機械式冷凍方式は、エンジンの力を使って荷室の温度を下げるタイプのことです。機械式冷凍方式は、冷凍庫内の温度を精度良く管理でき、比較的広い温度帯に対応できます。
蓄冷式は凍結させた冷凍板の冷気によってコンテナ内を一定の冷凍、冷蔵温度に保つ方式です。夜間などの時間帯に冷凍機を稼働させ、コンテナ内に装備された冷凍板を凍結させます。この蓄冷だとエンジンを長時間停止させた場合でも、一定の保冷効果があります。
窒素式は冷凍庫内に液体窒素を注入し、庫内温度を下げる方式です。液体窒素は低温で沸点が低いため、冷凍庫内に注入すると急速に蒸発し、周囲の温度を下げます。冷凍庫内の温度を一定に保つため、液体窒素を自動的に補充する装置が必要です。ただし液体窒素は高額なためコストが非常にかかります。
さらに 冷凍機本体に専用エンジンを搭載し、車のエンジンを切っても冷凍機を稼働できるサブエンジン型と呼ばれるタイプもあります。
保冷車

次は冷凍車と保冷車の違いです。見た目はあまり変わらない冷蔵車と保冷車。このふたつは保冷機能が付いているかついていないかによって区別されます。保冷車は、荷台が断熱構造となっているため、温度を一時的に保つことができます。しかし、冷凍機能と冷蔵機能はついていないため、温度を下げる事ができません。その構造上、保冷車は冷蔵品よりも温度管理がゆるやかである商品を輸送するために使用されます。例えば、ビールや飲料水などです。

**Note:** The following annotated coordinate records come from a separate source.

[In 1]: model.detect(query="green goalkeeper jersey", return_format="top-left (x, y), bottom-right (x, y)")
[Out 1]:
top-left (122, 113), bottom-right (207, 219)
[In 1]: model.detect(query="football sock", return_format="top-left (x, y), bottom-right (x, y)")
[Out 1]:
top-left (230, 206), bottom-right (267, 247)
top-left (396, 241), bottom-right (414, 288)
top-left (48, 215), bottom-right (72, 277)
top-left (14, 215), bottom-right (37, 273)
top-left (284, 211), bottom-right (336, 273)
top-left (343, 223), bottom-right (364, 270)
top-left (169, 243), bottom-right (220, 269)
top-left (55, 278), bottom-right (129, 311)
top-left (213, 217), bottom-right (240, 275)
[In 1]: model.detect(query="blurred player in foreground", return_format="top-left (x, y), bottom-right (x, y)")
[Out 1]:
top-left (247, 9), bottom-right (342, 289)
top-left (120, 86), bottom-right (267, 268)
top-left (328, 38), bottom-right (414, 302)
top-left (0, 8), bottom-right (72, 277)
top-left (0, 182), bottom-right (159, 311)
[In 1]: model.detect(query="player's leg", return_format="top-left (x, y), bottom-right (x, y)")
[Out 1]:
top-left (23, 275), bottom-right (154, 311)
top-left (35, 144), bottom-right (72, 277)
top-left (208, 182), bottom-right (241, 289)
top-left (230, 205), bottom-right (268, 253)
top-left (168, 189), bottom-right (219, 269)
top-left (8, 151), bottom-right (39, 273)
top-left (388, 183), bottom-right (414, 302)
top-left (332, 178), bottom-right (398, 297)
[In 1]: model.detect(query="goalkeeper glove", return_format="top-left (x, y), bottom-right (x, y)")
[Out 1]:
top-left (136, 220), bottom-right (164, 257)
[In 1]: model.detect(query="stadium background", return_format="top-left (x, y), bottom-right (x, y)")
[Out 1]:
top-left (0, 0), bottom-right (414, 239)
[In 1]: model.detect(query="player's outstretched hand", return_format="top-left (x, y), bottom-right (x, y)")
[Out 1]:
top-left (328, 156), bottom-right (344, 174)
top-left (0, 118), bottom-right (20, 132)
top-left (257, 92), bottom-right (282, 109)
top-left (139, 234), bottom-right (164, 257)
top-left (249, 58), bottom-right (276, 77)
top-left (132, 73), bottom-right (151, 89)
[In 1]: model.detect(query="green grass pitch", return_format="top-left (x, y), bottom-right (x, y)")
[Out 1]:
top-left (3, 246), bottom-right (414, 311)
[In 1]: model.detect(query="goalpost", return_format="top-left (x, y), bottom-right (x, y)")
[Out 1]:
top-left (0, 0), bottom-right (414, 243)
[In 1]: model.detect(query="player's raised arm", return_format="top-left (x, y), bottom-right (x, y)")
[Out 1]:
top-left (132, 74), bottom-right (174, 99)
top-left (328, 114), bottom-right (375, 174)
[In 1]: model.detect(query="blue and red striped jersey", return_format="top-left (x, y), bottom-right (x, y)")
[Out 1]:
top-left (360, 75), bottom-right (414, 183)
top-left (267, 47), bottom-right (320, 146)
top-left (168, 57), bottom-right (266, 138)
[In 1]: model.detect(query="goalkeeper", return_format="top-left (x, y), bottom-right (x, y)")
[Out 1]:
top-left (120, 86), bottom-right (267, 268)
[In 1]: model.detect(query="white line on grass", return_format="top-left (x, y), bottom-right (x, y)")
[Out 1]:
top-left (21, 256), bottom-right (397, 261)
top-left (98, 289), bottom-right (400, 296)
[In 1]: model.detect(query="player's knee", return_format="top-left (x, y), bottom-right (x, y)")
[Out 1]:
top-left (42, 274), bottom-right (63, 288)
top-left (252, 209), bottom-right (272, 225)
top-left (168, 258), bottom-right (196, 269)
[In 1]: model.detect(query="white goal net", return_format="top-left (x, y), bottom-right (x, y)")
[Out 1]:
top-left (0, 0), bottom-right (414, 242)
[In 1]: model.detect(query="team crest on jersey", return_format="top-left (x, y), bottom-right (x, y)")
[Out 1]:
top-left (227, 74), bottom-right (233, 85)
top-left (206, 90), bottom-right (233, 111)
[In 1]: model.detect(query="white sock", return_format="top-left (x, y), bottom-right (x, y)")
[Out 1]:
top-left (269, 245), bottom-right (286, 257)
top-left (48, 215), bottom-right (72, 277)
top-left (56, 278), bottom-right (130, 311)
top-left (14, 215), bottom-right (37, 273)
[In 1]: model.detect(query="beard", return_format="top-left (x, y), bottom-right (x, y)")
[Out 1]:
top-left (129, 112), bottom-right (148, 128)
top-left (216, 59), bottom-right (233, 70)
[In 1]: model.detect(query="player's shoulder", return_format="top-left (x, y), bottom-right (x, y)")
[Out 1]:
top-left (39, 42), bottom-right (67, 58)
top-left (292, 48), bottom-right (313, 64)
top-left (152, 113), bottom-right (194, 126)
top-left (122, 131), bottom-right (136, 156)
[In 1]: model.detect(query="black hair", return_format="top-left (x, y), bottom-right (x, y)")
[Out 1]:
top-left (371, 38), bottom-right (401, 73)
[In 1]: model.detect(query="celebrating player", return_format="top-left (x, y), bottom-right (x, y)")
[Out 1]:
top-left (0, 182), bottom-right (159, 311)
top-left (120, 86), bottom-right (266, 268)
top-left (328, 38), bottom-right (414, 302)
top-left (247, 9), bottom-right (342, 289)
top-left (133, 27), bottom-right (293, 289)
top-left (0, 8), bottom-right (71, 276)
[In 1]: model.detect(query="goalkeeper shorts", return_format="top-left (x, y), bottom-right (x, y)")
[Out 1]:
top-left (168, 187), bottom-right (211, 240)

では最後に冷凍車を使う時の注意点を少しだけ紹介しておきます。
冷凍車を使用する場合は、荷物を積み込む前に事前に荷室を冷やしておく必要があります。これを予冷といいます。機械式冷凍機の場合は、通常よりも予冷に時間がかかります。逆に蓄冷式冷凍機の場合は予冷が必要ありません。
冷たい空気を行き渡らせるために荷物を正しく積み込むことも重要です。荷物の積み込み方を間違えると、しっかりと冷やすことができなくなってしまうことがあります。バランスよく荷物を積み込みましょう。
液体窒素式の冷蔵車なら荷室にガスが充満してしまうため適度な換気が必要です。換気を行わないままガスが充満した荷室に入って作業をしていると、酸欠になってしまう可能性があるので注意してください。